When that happened, to quote an early member, "the group had no name, no form, no officers, no specified purposes." More importantly, perhaps, it had no base, no place to gather, eat, talk, listen, and exchange ideas. Meetings continued, somewhat sporadically--occasionally in someone's home, occasionally in a restaurant--but it was difficult keeping to a schedule and, not surprisingly, attendance began to dwindle.

At this point it became evident that something had to be done if they were to hold together, and a decisive meeting was called for March 24th, at the Methodist Building on Capitol Hill. There, Mrs. Coblentz presented a proposal which she and others concerned for the group's survival had drawn up for the consideration of those in attendance:

" establish a permanent association which would include writers, artists, librarians, teachers, editors, publishers, and distributors dedicated to the production and dissemination of high-quality books for young people."

There was total and enthusiastic approval from everyone present. Several ad hoc chairs were appointed and instructed to prepare an agenda for discussion on April 27th.

At that meeting Mrs. Coblentz became president, with Barbara Nolen, editor of Story Parade, a popular juvenile magazine of the time, named program chairman, and Alberta Powell Graham, secretary. It was voted that meetings would be held on the last Friday of the month throughout the year, in a private dining room on the second floor of the Seventeenth Street YWCA (now nonexistent, torn down and replaced by an office building). However, after 1949 the July and August meetings were canceled, and at some later point meeting-day was changed to the fourth Thursday of the month, September through June.

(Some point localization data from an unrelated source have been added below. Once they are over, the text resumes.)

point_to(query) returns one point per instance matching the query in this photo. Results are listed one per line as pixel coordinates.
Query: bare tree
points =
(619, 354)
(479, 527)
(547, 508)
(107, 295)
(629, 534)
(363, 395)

The declared purposes of the Guild were three:
1. To hold and stimulate higher standards of writing and illustrating for children
2. To increase knowledge of, and use of, better books for children in the community
3. To cooperate with other groups having similar purposes.

There was a fourth, unwritten, but understood: "to share our experience and our friendship." After forty years they still stand.

Active membership in the Children's Book Guild of Washington is limited to area authors and illustrators who have had at least two children's books published by recognized houses, and to area editors and specialists in children's literature. Active institutional members represent associations, school and library systems, book stores, and other groups concerned with children's reading. Inactive and nonresident members are former active members who continue to pay dues and to receive the monthly newsletter.

Throughout the years Guild members have written hundreds of books. They have received Newbery Awards, National Book Awards, the Edison, Golden Kite, and Child Study Awards, among others. Also, they have been selected by the American Library Association for its catalog of Notable Books and by the Junior Literary Guild for national distribution.